Bolsonaro também entrará para a história por ter tido uma postura negacionista na pandemia. Ele não usa máscara. Está na cara dele o negacionismo. Além de outros fatores, como a negação da vacina.

Com a saída do PSL, o sr. será mesmo candidato ao Senado por São Paulo pelo PSD?
Tenho total apoio do partido e do (Gilberto) Kassab para ser candidato ao Senado por São Paulo. As tratativas se iniciaram antes mesmo de eu ter contato com o PSL. Portanto, volto à condição de antes. Só não serei candidato ao Senado caso Kassab queira que eu seja candidato a outra coisa, mas duvido, já que ele já lançou Rodrigo Pacheco (à Presidência) e Geraldo Alckmin deve ser candidato ao governo do estado. Acho o Senado uma boa forma de ter o primeiro contato com a política, aprendendo pelo Legislativo. Quem sabe mais para frente vou para outro cargo no Executivo.

Com a sua candidatura ao Senado pelo PSD, o sr. passa a fazer parte de uma frente anti-Doria em São Paulo?
Deixo essa história de “frente” para presidentes de partidos. O que me interessa é seguir meu caminho como senador e prestar serviço ao povo. Só espero que, desta vez, se forem fazer frente, verso, trás ou fusão, me avisem antes. (Max) Weber dizia: se for entrar na política, esteja preparado para se aliar ao diabo. Posso entrar na política, mas não quero me aliar com gente que pense diferente do que seja pensar no povo.

Antes de anunciar a filiação ao PSD, partido predominantemente de centro-direita, o sr. estava em tratativas com o PDT, de centro-esquerda. Não é um contrassenso?
Dirigentes dessas duas legendas é que estão conversando sobre a possibilidade de aliança. Eles propuseram isso. Se propuseram, é porque estão conversando. Ciro Gomes (até esta semana presidenciável do PDT) já falou publicamente sobre a possibilidade de aliança PDT-PSD. O contrassenso não é meu. Eles estão se adaptando. Dizem também, e eu não sei de nada concreto, que o Kassab poderia se aliar ao Lula no segundo turno ou coisa parecida. Só vou saber desses detalhes quando estiver dentro do partido.

Em caso de segundo turno entre Lula e Bolsonaro, quem o sr. apoiaria?
Não tenho preferência nenhuma por Bolsonaro ou Lula. Essa polarização é uma coisa estúpida demais. Tem que aparecer uma terceira via, seja ela qual for. Temos que dar alternativa para o povo escolher alguém que não tenha contribuído para mergulhar o Brasil nessa situação em que está. E Lula e Bolsonaro têm participação nisso. Ainda acredito que alguém da terceira via vai aparecer para dar mais opção ao povo brasileiro.

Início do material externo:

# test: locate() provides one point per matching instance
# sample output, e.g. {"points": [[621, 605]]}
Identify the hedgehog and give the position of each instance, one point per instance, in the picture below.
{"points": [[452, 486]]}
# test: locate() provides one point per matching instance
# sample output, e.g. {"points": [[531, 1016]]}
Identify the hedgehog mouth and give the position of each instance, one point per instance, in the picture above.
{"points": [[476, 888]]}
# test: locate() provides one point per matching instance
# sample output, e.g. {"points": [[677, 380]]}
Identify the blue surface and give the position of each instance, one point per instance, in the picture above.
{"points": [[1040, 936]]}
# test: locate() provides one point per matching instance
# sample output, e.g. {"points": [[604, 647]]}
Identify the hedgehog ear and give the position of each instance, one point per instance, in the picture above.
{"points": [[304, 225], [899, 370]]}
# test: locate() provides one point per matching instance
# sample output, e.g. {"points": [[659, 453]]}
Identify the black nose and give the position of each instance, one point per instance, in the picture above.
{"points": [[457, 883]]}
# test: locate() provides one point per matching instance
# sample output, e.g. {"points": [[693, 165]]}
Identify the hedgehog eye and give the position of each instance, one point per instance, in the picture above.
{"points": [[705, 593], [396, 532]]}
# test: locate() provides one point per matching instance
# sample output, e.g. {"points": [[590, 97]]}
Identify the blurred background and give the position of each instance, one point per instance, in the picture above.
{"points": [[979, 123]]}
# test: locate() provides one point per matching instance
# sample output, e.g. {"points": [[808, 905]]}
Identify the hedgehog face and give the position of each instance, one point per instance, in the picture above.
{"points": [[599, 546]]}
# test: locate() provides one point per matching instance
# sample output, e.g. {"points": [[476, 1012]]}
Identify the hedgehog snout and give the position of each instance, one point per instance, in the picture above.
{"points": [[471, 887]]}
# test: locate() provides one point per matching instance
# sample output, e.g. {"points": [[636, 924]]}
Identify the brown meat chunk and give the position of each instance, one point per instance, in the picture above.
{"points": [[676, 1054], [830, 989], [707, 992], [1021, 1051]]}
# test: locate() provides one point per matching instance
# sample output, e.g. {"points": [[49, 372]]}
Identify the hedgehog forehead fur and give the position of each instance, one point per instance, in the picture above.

André Lessa/Estadão ConteúdoAndré Lessa/Estadão Conteúdo“Partido político faz muita barganha. Essa é a velha política da qual não quero participar”
O ex-juiz Sergio Moro anunciou nesta semana que vai ingressar na política e se filiar ao Podemos. Como avalia a candidatura dele?
O Moro não é a freira que entrou na boate. Para mim, ele acabou ajudando a destruir a Lava Jato. Com a bandeira de anticorrupção, meteu-se, pelo menos por definição jurídica e decisão do Supremo, em relação incestuosa com procuradores da Lava Jato. Uma relação que não deveria ter. Por isso, propiciou que o presidente Lula obtivesse uma vitória atrás da outra nos processos nos quais já havia sido condenado. Moro é uma série de contrassensos: ajudou a defender a bandeira anticorrupção, mas também a acabar com a Lava Jato. Independentemente de qualquer coisa, que Moro seja julgado pelas urnas, não por mim.

Como avalia a possível candidatura de Rodrigo Pacheco, atual presidente do Senado e agora seu colega de partido?
Conheço muito pouco o Pacheco. Estive com ele apenas uma única vez pessoalmente. Mas, pelo que me consta, é bem-sucedido politicamente. É um político jovem que venceu todas as eleições que disputou. Nenhum ingênuo chega a presidente do Senado à toa. Kassab, que é político experiente, vê no Pacheco credenciais para ser presidente da República. Espero que esteja certo. Em relação a Pacheco e em relação a mim.

Ao ingressar na política, o sr. pretende abandonar a TV?
Em princípio, pretendo conciliar as duas atividades. Se não houver condição de conciliar, vou traçar meu caminho na política mesmo.

Caso seja eleito senador, como pretende fazer para não se contaminar com os velhos hábitos do Congresso?
É só permanecer com o velho hábito que meu pai me ensinou: o mais malandro é o honesto.